Rubrics as Rewards: Reinforcement Learning Beyond Verifiable Domains
This addresses the problem of applying reinforcement learning to complex, non-verifiable domains like medical and science reasoning, though it is incremental as it builds on existing rubric-based evaluation methods.
The paper tackles the challenge of extending reinforcement learning to real-world reasoning tasks where evaluation relies on nuanced, multi-criteria judgments rather than binary correctness, by introducing Rubrics as Rewards (RaR), which achieves relative improvements of up to 31% on HealthBench and 7% on GPQA-Diamond over baselines.
Reinforcement Learning with Verifiable Rewards (RLVR) has proven effective for complex reasoning tasks with clear correctness signals such as math and coding. However, extending it to real-world reasoning tasks is challenging, as evaluation depends on nuanced, multi-criteria judgments rather than binary correctness. Instance-specific rubrics have recently been used in evaluation benchmarks to capture such judgments, but their potential as reward signals for on-policy post-training remains underexplored. We introduce $\textbf{Rubrics as Rewards}$ (RaR), an on-policy reinforcement learning method that extends RLVR beyond verifiable domains by using rubric-based feedback. Across both medical and science domains, we evaluate multiple strategies for aggregating rubric feedback into rewards.
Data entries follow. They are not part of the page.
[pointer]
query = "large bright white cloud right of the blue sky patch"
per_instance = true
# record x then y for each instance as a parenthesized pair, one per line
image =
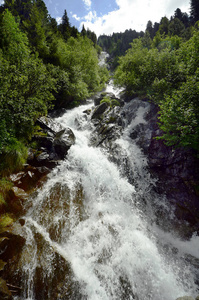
(133, 14)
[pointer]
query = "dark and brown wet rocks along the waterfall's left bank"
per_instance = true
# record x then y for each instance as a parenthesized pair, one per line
(52, 147)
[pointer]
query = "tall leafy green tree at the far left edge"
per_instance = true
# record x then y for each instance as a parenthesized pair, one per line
(25, 83)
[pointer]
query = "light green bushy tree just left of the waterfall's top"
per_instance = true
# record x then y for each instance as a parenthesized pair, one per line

The best RaR variant achieves relative improvements of up to $31\%$ on HealthBench and $7\%$ on GPQA-Diamond over popular LLM-as-judge baselines that rely on direct Likert-based rewards. These results demonstrate that RaR-trained policies adapt well to diverse evaluation formats, performing strongly on both rubric-based and multiple-choice tasks. Moreover, we find that using rubrics as structured reward signals yields better alignment for smaller judges and reduces performance variance across judge scales.